酸欠状態で最初は何も言えなかった俺だが、あんまりにも楽しそうに音羽が笑うので、つられてなんだか笑ってしまう。
「そりゃ、よかったね」よいしょ、と音羽の隣に腰を下ろしながら言うと、「ああ!ありがとう、前田」と明るく答える音羽。
「俺、前田と走るの好きなんだよね」
「そう。何で陸上部でもない俺?」
「んー前田が必死で走ってる姿が」
自分と似てて好き。

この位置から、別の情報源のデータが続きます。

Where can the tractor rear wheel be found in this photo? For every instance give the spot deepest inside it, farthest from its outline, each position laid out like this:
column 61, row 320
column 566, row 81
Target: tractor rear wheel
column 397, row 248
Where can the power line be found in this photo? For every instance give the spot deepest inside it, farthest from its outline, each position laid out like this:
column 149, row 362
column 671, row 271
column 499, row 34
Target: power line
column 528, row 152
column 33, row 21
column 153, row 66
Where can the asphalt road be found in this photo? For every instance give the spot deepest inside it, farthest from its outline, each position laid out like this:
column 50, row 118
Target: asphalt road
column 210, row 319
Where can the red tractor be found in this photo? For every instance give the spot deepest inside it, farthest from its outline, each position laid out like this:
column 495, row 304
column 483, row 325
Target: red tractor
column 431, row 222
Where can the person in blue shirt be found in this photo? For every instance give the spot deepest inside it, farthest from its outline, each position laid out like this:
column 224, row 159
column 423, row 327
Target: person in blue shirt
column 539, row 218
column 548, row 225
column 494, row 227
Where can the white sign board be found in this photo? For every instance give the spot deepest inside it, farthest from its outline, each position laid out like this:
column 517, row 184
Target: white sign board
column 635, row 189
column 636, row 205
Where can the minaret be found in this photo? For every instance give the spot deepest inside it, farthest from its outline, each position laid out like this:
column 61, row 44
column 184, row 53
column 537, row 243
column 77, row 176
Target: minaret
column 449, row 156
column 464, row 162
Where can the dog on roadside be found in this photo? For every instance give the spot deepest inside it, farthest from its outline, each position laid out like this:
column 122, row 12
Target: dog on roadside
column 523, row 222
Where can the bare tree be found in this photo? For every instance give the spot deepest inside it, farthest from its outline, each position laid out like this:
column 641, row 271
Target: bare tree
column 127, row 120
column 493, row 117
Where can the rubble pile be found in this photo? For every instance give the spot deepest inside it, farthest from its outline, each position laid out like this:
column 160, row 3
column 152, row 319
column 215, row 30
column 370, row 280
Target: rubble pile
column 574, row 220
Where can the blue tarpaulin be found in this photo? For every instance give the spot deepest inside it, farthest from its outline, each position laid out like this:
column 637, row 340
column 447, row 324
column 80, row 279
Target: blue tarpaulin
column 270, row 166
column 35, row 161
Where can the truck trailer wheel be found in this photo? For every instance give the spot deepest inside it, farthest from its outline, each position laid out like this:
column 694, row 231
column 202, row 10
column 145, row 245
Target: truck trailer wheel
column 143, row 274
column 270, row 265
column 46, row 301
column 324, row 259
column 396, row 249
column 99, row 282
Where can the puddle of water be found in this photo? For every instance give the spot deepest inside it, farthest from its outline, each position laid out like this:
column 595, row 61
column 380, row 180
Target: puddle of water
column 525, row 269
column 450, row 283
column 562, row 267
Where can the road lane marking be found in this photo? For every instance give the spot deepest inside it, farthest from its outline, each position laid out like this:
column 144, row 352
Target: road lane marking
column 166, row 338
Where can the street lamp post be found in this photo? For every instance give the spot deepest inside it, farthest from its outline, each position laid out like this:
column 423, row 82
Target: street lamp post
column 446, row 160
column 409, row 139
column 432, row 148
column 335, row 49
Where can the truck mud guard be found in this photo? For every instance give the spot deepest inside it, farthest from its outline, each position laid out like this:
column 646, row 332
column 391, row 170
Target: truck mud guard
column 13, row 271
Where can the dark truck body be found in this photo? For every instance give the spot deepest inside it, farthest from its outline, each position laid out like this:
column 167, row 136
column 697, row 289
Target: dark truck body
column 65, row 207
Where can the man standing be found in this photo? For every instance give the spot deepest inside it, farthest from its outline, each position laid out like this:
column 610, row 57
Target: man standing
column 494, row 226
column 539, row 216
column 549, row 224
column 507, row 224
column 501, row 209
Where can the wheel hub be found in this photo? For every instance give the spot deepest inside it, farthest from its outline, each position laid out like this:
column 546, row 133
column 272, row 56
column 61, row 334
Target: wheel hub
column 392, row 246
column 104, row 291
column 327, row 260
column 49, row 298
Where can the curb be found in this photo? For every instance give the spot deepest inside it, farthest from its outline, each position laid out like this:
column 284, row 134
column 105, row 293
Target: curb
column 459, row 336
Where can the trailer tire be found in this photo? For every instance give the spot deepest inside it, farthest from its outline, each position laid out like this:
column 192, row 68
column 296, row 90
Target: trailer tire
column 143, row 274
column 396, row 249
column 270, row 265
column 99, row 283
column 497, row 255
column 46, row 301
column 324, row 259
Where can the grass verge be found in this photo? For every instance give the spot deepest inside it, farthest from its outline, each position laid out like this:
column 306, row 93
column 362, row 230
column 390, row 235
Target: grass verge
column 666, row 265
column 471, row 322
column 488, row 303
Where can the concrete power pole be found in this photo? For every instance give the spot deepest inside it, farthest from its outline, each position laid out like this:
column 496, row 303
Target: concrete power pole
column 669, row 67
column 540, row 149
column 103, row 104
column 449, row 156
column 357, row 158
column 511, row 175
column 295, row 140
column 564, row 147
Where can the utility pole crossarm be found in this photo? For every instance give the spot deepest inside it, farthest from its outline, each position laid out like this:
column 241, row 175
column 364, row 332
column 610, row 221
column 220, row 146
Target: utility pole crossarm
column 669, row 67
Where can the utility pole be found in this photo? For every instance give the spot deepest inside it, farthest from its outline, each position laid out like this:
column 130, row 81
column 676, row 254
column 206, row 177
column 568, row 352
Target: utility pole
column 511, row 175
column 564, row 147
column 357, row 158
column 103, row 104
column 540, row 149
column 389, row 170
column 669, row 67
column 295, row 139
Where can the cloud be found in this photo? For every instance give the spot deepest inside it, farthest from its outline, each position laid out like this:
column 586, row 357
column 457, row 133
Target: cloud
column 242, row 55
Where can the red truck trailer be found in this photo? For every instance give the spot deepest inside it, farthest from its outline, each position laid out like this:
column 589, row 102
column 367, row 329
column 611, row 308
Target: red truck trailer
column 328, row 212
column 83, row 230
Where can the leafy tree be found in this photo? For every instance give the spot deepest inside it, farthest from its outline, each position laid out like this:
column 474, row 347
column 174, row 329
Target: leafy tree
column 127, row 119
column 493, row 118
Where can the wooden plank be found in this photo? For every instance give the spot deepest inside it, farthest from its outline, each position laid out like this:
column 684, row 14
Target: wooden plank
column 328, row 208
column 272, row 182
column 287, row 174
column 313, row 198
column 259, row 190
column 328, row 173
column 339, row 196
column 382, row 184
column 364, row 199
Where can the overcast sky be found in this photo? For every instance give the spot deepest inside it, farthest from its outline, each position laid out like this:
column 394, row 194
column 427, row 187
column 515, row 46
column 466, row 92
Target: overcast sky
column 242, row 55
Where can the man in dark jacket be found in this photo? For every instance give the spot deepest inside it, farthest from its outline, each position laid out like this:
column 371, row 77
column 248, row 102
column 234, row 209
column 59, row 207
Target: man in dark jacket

走っていると楽しい。
砂がつくことなどまるで気にせず、グラウンドに寝そべったまま
いつも子犬のように生気溢れるその瞳に、夏の夕焼け空を映しながら、音羽は言う。
隣に腰を下ろしている俺には、グラウンドから昼の太陽によってこめられた熱が、じんわりと伝わってきて
熱いけど、気持ちいい。
体育座りで膝を抱えながら、俺も夕陽に目を向けた。
赤く輝く夕焼け空。
何で空は青いのに夕焼け空はこんなにも赤いんだっけ?
ぼんやりと、でも何だか満ち足りたような気持ちになりながら、俺はそんなことを思う。

「なー、前田」
「なぁに?」

唐突に、俺を呼ぶ音羽の声に視線をやると

音羽と俺の影が、グラウンドに長く伸びているのがちらりと横目に見えた。